I have a few working ideas for these hiatus columns, keeping the good ink (and brain juices) flowing until September. I need to buckle down and resume starship analyses - do an energy cost-to-orbit computation, raw atomic delivery rates, you know, placing a few more paving stones on the long road from there to here. Not today. It's summer, it's hot, and I feel lazy and wistful and wish to address the following question instead - life without Star Trek?

I admit not bringing a lot of early experience to the question. I have never really known a time without Star Trek - certainly it's been around for almost as long as I have been. I used to watch TOS at my grandmother's house, taking care always to creep just up to and past the barely perceptible crack in the floor placed there by fate to protect young optic nerves from a frying by 19" technicolor radiation.

Back in those days, you just couldn't hope to catch Trek on. As with other stone age shows, it was on once a week at a particular time and don't you ever miss that time! Holding one's breath swimming from air pocket to air pocket, back then we just had to hope that the next episode would be a good one, or at least not a stinker. The fuse had sparked brightly; the explosion of material was yet to come.
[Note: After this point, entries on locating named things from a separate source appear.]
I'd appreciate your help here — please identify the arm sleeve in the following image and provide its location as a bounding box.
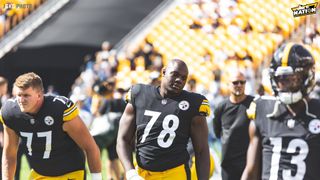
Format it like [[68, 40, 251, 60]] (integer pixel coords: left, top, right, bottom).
[[198, 96, 211, 116], [213, 102, 222, 138], [61, 97, 79, 121]]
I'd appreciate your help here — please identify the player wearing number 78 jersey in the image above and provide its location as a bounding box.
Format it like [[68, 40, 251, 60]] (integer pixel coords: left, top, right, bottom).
[[117, 59, 210, 180], [0, 73, 102, 180], [242, 43, 320, 180]]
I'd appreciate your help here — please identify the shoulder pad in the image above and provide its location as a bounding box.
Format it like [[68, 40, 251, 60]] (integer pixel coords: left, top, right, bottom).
[[199, 96, 211, 116], [125, 84, 142, 103]]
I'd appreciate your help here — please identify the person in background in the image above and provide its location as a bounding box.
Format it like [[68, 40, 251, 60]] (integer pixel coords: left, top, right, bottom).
[[0, 76, 10, 175], [95, 88, 126, 180], [213, 71, 254, 180]]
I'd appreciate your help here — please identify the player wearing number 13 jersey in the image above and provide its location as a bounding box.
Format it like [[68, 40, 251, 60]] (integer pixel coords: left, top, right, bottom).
[[117, 59, 210, 179], [242, 43, 320, 180], [0, 73, 101, 180]]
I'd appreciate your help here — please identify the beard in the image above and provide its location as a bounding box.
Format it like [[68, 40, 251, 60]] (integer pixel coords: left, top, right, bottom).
[[233, 90, 244, 96]]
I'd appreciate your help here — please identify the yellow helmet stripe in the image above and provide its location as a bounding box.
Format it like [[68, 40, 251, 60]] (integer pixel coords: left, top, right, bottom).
[[281, 43, 293, 67]]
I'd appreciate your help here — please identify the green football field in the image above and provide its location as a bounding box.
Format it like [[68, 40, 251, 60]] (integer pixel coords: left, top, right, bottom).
[[20, 150, 111, 180]]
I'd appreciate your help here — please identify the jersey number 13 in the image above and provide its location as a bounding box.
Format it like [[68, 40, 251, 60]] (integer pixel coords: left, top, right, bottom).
[[269, 137, 309, 180]]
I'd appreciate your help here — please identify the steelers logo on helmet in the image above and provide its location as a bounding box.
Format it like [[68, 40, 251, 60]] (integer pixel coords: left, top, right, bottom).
[[269, 43, 315, 104], [179, 101, 190, 111], [44, 116, 54, 126]]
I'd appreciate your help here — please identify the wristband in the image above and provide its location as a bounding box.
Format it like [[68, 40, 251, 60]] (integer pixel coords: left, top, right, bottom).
[[91, 173, 102, 180], [126, 169, 139, 180]]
Back then it was all about books, young man, books! An ongoing path of exploration into the final frontier. With no or little syndication, we were forced to acquire all the reference materials or (proving cheaper) just internalize the material, a generation of "a stack of books with legs" just like academy-Kirk. That was all before video tape of course, not to mention the internet. (Upon completing my TOS tape collection I remember releasing a small sigh half in relief, half in regret.)
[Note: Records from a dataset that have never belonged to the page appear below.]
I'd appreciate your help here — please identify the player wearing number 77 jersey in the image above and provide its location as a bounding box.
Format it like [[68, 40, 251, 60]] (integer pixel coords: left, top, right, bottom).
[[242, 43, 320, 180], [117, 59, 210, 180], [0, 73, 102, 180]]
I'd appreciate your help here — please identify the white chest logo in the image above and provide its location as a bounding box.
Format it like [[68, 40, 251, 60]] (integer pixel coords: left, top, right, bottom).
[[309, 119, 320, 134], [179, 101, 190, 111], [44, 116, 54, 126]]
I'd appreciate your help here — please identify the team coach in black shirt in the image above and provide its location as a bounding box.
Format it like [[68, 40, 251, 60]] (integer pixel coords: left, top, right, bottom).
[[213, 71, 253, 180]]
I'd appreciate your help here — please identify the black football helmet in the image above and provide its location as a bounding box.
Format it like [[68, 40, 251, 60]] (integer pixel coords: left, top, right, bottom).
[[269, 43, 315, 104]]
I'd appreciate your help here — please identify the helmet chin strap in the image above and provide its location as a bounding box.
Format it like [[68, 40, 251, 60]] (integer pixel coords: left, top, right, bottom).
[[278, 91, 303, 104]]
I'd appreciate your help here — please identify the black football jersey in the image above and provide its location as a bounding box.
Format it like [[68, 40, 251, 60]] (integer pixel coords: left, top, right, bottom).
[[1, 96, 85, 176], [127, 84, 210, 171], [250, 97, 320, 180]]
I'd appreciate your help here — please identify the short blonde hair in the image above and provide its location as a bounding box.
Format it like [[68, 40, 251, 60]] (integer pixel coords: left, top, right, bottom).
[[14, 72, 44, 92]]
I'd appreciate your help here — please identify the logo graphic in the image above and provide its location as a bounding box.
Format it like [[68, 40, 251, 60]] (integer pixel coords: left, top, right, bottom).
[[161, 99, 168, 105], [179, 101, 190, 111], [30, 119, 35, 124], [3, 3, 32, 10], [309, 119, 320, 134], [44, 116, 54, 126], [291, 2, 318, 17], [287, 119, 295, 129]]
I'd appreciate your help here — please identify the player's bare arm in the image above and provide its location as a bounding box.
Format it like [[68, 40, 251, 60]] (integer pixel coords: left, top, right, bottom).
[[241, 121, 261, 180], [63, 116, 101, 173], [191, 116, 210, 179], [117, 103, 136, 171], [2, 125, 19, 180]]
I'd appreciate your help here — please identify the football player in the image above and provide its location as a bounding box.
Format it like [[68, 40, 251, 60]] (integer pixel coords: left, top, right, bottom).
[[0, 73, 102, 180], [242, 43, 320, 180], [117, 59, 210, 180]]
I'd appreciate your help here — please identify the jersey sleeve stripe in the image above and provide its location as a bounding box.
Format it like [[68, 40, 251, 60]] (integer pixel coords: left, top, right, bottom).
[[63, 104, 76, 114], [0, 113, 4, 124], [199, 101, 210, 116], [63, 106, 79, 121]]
Funny how in those days we were busy shipping payloads to the moon also. Is there a relationship here? The more advanced the televised Trek, the less actual our physical one? Another instance of the Talosian riddle perhaps - the more sophisticated the illusion, the less a concern for accomplishment, technical or otherwise. How we face our actual star trek is at least as important as how we face this virtual one. Well ... I now have something new to think about.

I just think it likely we'll never see another day without Star Trek, even if we have to make it so.